In Berlin hatte sich im September auf Initiative des an der Basis arbeitenden Zusammenschlusses »Verdi aktiv« eine Gruppe linker Gewerkschafter für die stärkere Unterstützung der Kämpfe von Geflüchteten eingesetzt. Doch erst nach der Räumung der DGB-Zentrale bekam die Initiative größeren Zuspruch. Die Veranstaltung Anfang Dezember war ihr erster öffentlicher Auftritt.
»Ich bin Flüchtling und Verdi-Mitglied«, sagte auch der zweite Redner der Veranstaltung. Asuquo Udo ist in Nigeria geboren und hat jahrelang in Libyen den Lebensunterhalt für sich und seine Familie verdient. »Der Nato-Krieg hat mich zur Flucht gezwungen«, fügt er hinzu.

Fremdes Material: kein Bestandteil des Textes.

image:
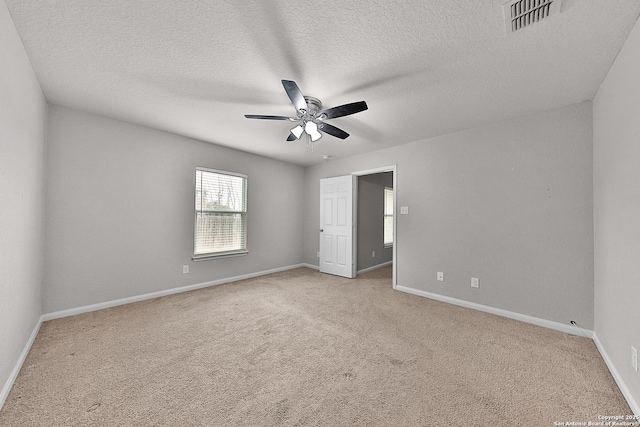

Über Italien kam er nach Hamburg, wo er sich in der Flüchtlingsselbstorganisation »Lampedusa Hamburg« engagierte. »Wir haben deutlich gemacht, dass wir Teil der Gesellschaft sind«, so Udo. Daher waren er und seine Mitstreiter erfreut, dass der Hamburger Verdi-Sekretär Peter Bremme den Flüchtlingen die Mitgliedschaft auch gegen den Widerstand des Verdi-Vorstands anbot. Auf der Website von »Lampedusa-Hamburg« ist neben den Mitgliedern der Beruf vermerkt, den sie vor der Flucht ausgeübt haben. Für Udo ist das sehr wichtig. »Es zeigte uns nicht als hilfsbedürftige Flüchtlinge, sondern als Kollegen.«
Für die Initiatoren der Berliner Veranstaltung hat die Forderung nach einer Gewerkschaftsmitgliedschaft von Geflüchteten eine antirassistische Komponente. Anna Basten vom Arbeitskreis »Undokumentierte Arbeit«, der Menschen ohne Papiere bei der Durchsetzung ihrer Arbeitsrechte unterstützt, sagt, dass Anträge für den Verdi-Bundeskongress im nächsten Jahr vorbereitet werden, die eine Gewerkschaft von Geflüchteten fordern. Wie die Gewerkschaftsvorstände reagieren werden, ist nicht absehbar. Der Berliner Veranstaltung blieben sie fern. Roland Tremper vom Berliner Verdi-Vorstand hatte zugesagt, nachdem der Termin eigens seinem Kalender angepasst worden war, kam aber trotzdem nicht.

Vielleicht diskutieren manche Verdi-Mitglieder ohnehin lieber über andere Dinge, wenn es um Migration geht. Im Verdi-Bildungszentrum Haus Brannenburg wird ein Seminar mit dem Titel »Der europäische Traum zwischen Migration, Integration und Wertekonsens« angeboten. Der Ankündigung zufolge soll über »Zuwanderungsformen, die Akzeptanzprobleme sowie soziale und kulturelle Verwerfungen« diskutiert werden.